Evolutionarily conserved BON1 regulates the basal cytosolic Ca2+ level by calmodulin-independent activation of Ca2+ pumps in Arabidopsis

Plasma membrane-localized autoinhibited Ca2+ pumps are essential for maintaining basal cytosolic Ca2+ levels for regulating growth processes and environmental responses. These pumps are known to be activated by calmodulins to maintain Ca2+ homeostasis in plants and animals. Here, we demonstrate that the evolutionarily conserved copine protein BON1 is critical for maintaining low cytosolic Ca2+ concentrations by directly regulating two plasma membrane-localized Ca2+ pumps ACA8 and ACA10 inArabidopsis. BON1 interacts with a region within the N-terminal domain of ACA8 and ACA10, preceding the calmodulin binding sites, and stimulates ACA8 activity.

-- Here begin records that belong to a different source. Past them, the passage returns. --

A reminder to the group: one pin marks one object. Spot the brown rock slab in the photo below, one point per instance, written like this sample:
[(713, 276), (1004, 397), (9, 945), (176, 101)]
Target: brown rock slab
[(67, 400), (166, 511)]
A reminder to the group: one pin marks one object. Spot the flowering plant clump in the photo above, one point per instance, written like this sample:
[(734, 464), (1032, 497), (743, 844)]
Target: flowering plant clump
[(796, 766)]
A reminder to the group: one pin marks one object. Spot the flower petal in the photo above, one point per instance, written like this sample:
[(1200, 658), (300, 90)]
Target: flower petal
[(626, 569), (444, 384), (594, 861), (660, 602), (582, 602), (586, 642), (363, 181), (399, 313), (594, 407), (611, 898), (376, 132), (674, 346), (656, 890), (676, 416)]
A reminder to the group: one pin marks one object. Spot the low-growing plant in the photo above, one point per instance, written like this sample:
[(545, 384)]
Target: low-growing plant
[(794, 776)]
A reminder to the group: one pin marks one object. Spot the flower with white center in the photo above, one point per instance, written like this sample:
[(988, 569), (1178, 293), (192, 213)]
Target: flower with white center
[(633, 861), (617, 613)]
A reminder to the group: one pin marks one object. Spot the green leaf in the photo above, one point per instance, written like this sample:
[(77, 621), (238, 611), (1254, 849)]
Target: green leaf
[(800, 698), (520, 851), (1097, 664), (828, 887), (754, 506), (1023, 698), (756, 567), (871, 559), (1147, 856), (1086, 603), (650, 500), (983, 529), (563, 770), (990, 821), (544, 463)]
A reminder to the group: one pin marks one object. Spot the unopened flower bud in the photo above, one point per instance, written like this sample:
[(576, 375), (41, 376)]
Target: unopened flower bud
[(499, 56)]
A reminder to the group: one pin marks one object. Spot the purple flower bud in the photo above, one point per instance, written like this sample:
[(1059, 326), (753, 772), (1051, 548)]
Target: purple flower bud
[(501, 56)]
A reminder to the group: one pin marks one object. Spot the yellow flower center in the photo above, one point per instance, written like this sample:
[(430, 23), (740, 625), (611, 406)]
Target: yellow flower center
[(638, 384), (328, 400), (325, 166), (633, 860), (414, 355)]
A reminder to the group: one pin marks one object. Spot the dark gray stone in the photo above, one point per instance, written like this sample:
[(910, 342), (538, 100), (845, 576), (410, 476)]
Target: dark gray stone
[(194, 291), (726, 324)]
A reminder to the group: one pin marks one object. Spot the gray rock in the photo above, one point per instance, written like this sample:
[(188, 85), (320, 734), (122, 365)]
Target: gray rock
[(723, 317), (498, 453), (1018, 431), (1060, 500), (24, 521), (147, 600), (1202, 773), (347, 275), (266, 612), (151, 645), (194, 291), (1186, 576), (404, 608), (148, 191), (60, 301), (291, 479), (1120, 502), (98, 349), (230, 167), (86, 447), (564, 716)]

This activation can occur without calmodulin binding, indicating that BON1 and calmodulin independently regulate the Ca2+ pump. Loss of BON1 function results in elevated basal cytosolic Ca2+ concentrations, which can be partially rescued by overexpressing hyperactive ACA8 or ACA10. Furthermore, we show that BON1 has one high-affinity Ca2+ binding in the VWA domain that is critical for activation of ACA8 as well as for BON1 function, suggesting a feedback mechanism for Ca2+ homeostasis at resting concentrations. Our findings suggest that this Ca2+ responsive regulatory mechanism extends beyond Arabidopsis, as we show interactions between ACA and BON proteins from algae flowering plants, pointing to an ancient regulatory mechanism for maintaining basal cytosolic Ca2+. Notably, a human plasma membrane-localized autoinhibited Ca2+ pump can also be activated by a human BON protein in a yeast functional assay system, suggesting evolutionary conservation in Ca2+ regulation across species.